FEB 05, 2019
Investigators compared refractive outcomes of topography-guided LASIK treatment based on anterior corneal astigmatism (ACA) versus manifest refractive astigmatism.
This retrospective analysis included 1,274 consecutive eyes with primary myopic astigmatism that underwent LASIK; 905 eyes had manifest refractive astigmatism axis treatments and 369 had Wavelight Contoura-measured ACA axis treatments (Alcon). The cohort was divided into those with a discrepancy of 5° to 20° (small-angle group) or 21° and 45° (large-angle group)
In the small-angle discrepancy group, the efficacy index of eyes treated on the refractive astigmatism and ACA axes were similar (0.98 vs. 0.97; P=0.84).
In the large-angle discrepancy group, the postoperative unilateral UDVA within the refractive astigmatism-treated group was superior compared with the ACA-treated group, resulting in a lower efficacy index and 15.3% more eyes that had a worse postop UDVA by 1 or more lines than preoperative CDVA. Refractive astigmatism results and cylinder vector analyses were also superior in the manifest refraction axis treatments, especially when the discrepancy in the axis was large.
Eyes with naturally occurring irregular astigmatism and asymmetrical topographies on keratometric maps were not excluded
Though there is a small benefit in eyes treated based on the refractive astigmatism axis; the efficacy, accuracy and safety of topographic axis treatment is comparable when the axis discrepancy is between 5° and 20°. However, in eyes where the axis discrepancy was between 21° and 45°, topographic axis treatments showed statistically significant inferior outcomes, and a greater excimer laser retreatment rate.

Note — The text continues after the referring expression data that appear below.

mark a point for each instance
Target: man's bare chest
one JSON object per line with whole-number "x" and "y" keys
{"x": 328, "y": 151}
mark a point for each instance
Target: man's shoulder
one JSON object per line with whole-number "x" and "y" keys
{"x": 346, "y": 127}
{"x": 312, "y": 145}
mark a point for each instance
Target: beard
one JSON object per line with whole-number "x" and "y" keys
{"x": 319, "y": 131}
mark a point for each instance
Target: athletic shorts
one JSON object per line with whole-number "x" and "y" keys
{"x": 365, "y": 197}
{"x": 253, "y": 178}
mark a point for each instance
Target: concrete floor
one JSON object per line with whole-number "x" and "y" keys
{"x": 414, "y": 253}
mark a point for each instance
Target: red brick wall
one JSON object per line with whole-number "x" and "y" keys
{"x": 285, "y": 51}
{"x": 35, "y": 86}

These findings suggest that the measurement of exclusively anterior corneal astigmatism is not sufficient for refractive surgical procedures, confirming the role of other components of the optical system such as posterior corneal astigmatism. Though in cataract surgery there is 1 less variable of lenticular astigmatism, these findings can also be extrapolated to toric IOL positioning by considering a manifest refraction axis placement.